Ever pondered the rising popularity of Docker among developers in the contemporary development landscape? In this piece, I will delve into the merits of employing Docker and how it facilitates running any application using a Docker image, as opposed to running the app on a local machine. I will also shed light on a real-life situation where Docker turns out to be invaluable.
Consider a scenario where you are engaged in an image processing project that necessitates the installation of the 'pillow' package on your Windows device. But what if your work laptop's administrative privileges thwart new installations or alterations in the Program Files directory? Docker comes to the rescue in such predicaments.
Docker is especially advantageous for developers immersed in AI/ML projects, as it allows local testing of server applications, even when specific Python packages are not compatible with Windows devices. Docker Desktop paves the way for a consistent environment to create and manage containers, thereby mitigating discrepancies between development, testing, and production environments. It also streamlines the management of application dependencies and configurations within Docker containers.

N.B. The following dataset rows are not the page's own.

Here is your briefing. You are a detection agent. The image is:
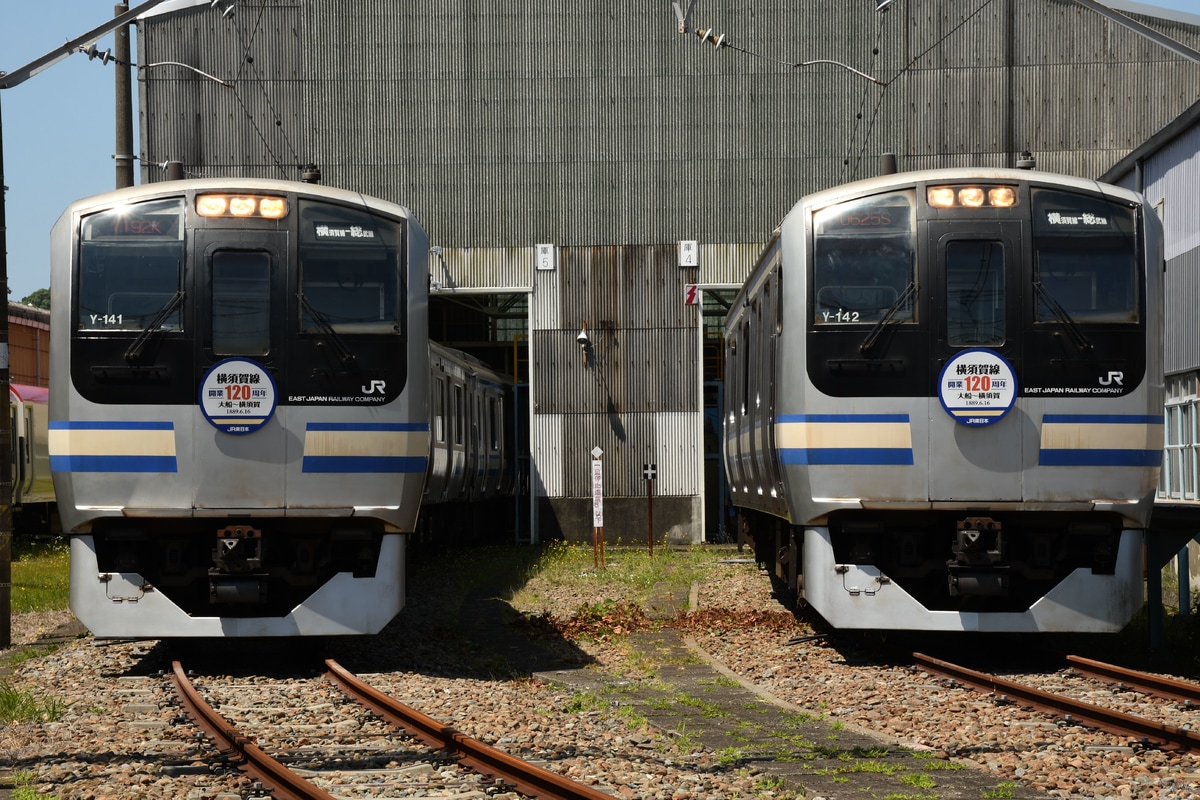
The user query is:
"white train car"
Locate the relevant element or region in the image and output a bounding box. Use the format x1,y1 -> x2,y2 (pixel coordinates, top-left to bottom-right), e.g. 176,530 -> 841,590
722,169 -> 1163,632
49,179 -> 430,638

For a more in-depth comprehension of the distinction between running an application locally and using Docker, let's examine Docker images and Docker containers.
A Docker image is essentially a filesystem snapshot encapsulating the application code, runtime, system tools, libraries, and other necessary elements for running the application. These images are crafted using instructions outlined in a Dockerfile, which serves as the blueprint or template for generating Docker containers.
In contrast, a Docker container is an operational instance of a Docker image. Containers provide lightweight, portable, and isolated environments for running applications along with their dependencies. Operating on the Docker Engine, containers maintain isolation from each other and the host system. Multiple containers can be spawned from a single Docker image, each boasting its own filesystem and secluded runtime environment. Containers can be initiated, halted, or modified without influencing the underlying image or other containers.
To embark on your Docker journey, adhere to these steps:
Establish a project folder comprising a Python file (.py), a Dockerfile (sans extension), and a requirements.txt file. Your Python file houses your code, the Dockerfile includes directives to construct the Docker image, and requirements.txt contains the necessary Python packages for your application.
The Dockerfile is a script composed of a sequence of instructions such as:
FROM: Designates the base image to commence with, like FROM ubuntu:18.04.
RUN: Executes commands within the image during the build phase, for instance, RUN apt-get update && apt-get install -y python3.
COPY: Transfers files and directories from the build context (typically the local filesystem) into the image, such as COPY . /app.
WORKDIR: Designates the working directory for succeeding instructions, like WORKDIR /app.
EXPOSE: Notifies Docker that the container will listen on specified network ports at runtime, for example, EXPOSE 8080.
CMD: Specifies the default command to execute upon container startup, like CMD [“python3”, “app.py”].
Right-click within the project folder and choose Open in Terminal to build a Docker image from a Dockerfile. Utilize the command -
docker build -t <your-image-tag> .
Upon the creation of the Docker image, instantiate a Docker Container within it using the command below -
docker create — name <container_name> <image_name>
Now, initiate/start the container to execute the program.
docker start <container_name>
Head over to the Docker desktop app, click on the container, and then click on the Logs and Files section to verify successful processing.
This process will seamlessly run your program without necessitating installations or local machine modifications.